Thursday, October 6, 2011

Aunty Nina's Party Leftover Rolls

(from Johanna Knox)

My Aunt Nina loved parties and festive food. At her burial we ceremonially threw liqueur chocolates onto her coffin - the ones my Mum was going to give her for her birthday in two weeks' time.

In Nina's younger days, she used any excuse to invite a bunch of friends round for a celebration.

Although everyone always brought a plate, she loved to provide plenty of food herself, and spent the day before the event making punch, chocolate eclairs, and more.

I was fascinated one time when, faced with left-over ingredients from making quiche, sausage rolls, and a cheese log, she threw them together and made a whole new plate of savories:

Ingredients
A few frozen peas
A handful of chopped cooked bacon
a couple of spoonfuls of cream cheese
Leftover flaky pastry

To make
Roll the pastry and cut into strips as if you were making sausage rolls.
Smear down the middle of the strips with cream cheese.
Scatter on the bacon and peas.
Roll up like sausage rolls.
Bake.

I periodically had cravings for these for years afterwards!


Tuesday, October 4, 2011

Granny Rosie and the Wonderful Baked Cheesecake

(from Sue Berman)
My granny Rosie used to make a wonderful baked cheese cake.
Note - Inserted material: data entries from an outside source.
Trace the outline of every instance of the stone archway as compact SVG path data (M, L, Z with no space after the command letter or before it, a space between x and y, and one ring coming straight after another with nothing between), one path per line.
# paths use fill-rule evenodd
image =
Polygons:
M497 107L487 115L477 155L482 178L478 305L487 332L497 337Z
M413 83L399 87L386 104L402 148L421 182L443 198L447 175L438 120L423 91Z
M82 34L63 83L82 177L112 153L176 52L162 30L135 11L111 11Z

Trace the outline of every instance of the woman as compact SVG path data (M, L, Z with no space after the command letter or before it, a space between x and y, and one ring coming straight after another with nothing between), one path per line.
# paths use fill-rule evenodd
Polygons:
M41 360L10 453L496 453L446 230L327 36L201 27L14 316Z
On numerous occasions my mother asked her for the recipe but she would never give it up, always preferring to just ‘make it’, it never got written down before she passed on.  I can remember the cheese cake (as well as tongue sandwiches, trifle, pickled fish and pickled cucumbers!) even though we left South Africa and Granny Rosie’s baking treats when I was only nine years old.
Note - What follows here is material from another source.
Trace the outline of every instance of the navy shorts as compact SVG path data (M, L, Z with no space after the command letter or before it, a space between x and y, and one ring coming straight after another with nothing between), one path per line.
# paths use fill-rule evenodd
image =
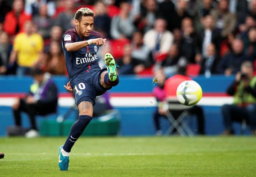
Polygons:
M101 84L101 74L106 70L106 69L99 70L76 78L73 90L78 106L83 101L90 102L94 105L96 96L101 95L111 89L112 87L105 88Z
Many many years later in Wellington, New Zealand, I was lucky enough to be at an occasion which had me at Dani Levy’s lunch table. Dessert included the most superb baked cheese cake – it took me back to the cheesecake my Granny used to make – except that Dani had created a beautiful boysenberry coulis which was poured over the top - divine.

I asked Dani if I could possibly have the recipe and she very kindly typed it up for me adding a hand note on the biscuit quantity.  As per Dani’s note at the bottom I often do ‘play around with the ingredients’.  No matter what combinations of cheeses I use or number of eggs it is always a success and loved by everyone. I really treasure this recipe for all the special connections it has.

Sunday, October 2, 2011

We've been mentioned!

Pass It On is very proud to have been mentioned as a "New NZ blog" that caught the eye of NZ food blogger, Bron Marshall, whose delightful looking blog includes an article entitled "Would you like pencil sharpenings in your salad?".  Hmmmm we really might have to check out this recipe!
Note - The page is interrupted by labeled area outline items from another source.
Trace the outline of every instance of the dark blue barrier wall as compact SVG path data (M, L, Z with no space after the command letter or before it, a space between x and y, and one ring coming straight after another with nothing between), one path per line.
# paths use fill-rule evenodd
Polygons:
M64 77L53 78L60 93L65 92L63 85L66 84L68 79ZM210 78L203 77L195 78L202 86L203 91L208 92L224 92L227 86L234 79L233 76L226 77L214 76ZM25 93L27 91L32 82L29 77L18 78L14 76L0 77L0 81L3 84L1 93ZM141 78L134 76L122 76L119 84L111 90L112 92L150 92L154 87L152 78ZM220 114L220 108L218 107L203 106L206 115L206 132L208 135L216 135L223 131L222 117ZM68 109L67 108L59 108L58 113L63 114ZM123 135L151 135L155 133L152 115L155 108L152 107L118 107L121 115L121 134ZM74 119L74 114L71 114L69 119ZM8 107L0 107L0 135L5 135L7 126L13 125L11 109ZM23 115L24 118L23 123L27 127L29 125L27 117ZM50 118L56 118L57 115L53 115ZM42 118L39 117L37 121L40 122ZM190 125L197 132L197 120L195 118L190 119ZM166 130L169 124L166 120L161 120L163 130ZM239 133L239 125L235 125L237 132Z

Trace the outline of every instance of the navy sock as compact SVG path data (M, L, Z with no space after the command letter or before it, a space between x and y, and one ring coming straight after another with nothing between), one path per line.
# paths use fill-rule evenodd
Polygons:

See Bron's blog (and our mention at the TOP of her page!) at: http://bronmarshall.com/blog/

Saturday, October 1, 2011

Can I really give away this little gem?

(from Emma Levy)


Plonk Cake - easy to make, and always impresses!

5 eggs
2 cups sugar
2 cups self-raising flour
50g melted butter
2 teaspoons baking powder
140g sliced tinned/fresh fruit or mixed berries

Mix in the above order (except the fruit/berries).
Pour into a greased tin.
Place drained and sliced fruit/berries on top of the mixture.
Bake at just over 200C for 30 mins (check till done).
When cold, sprinkle with icing sugar.



Backstory
My mum was known as being a great cook and baker – my friends loved to come to our house because they knew the cake tins were always full of goodies!  At her funeral in 2004, people came up to me and talked about how they remembered coming over and eating cake and biscuits after school – what a great legacy!!  I’m not sure if she just loved to bake or thought it might help my social life!

This was one of the cakes she often made if we were having people over – Mum called it “Plonk Cake”, because you just plonk everything in the bowl, plonk the mixture into the cake tin, then plonk fruit or berries on the top. 

I have made it many times since and the greedy side of me really wants to keep it as a secret, as it’s such a gem of a cake – it takes a few minutes to make and everyone always comments on it.  But in the spirit of sharing of precious recipes and precious people on this blog, here it is.  Just don’t make it if you know I’m coming to the same gathering – it was MINE FIRST!

Thanks Mum for the memories and for greatly furthering my social standing as a child.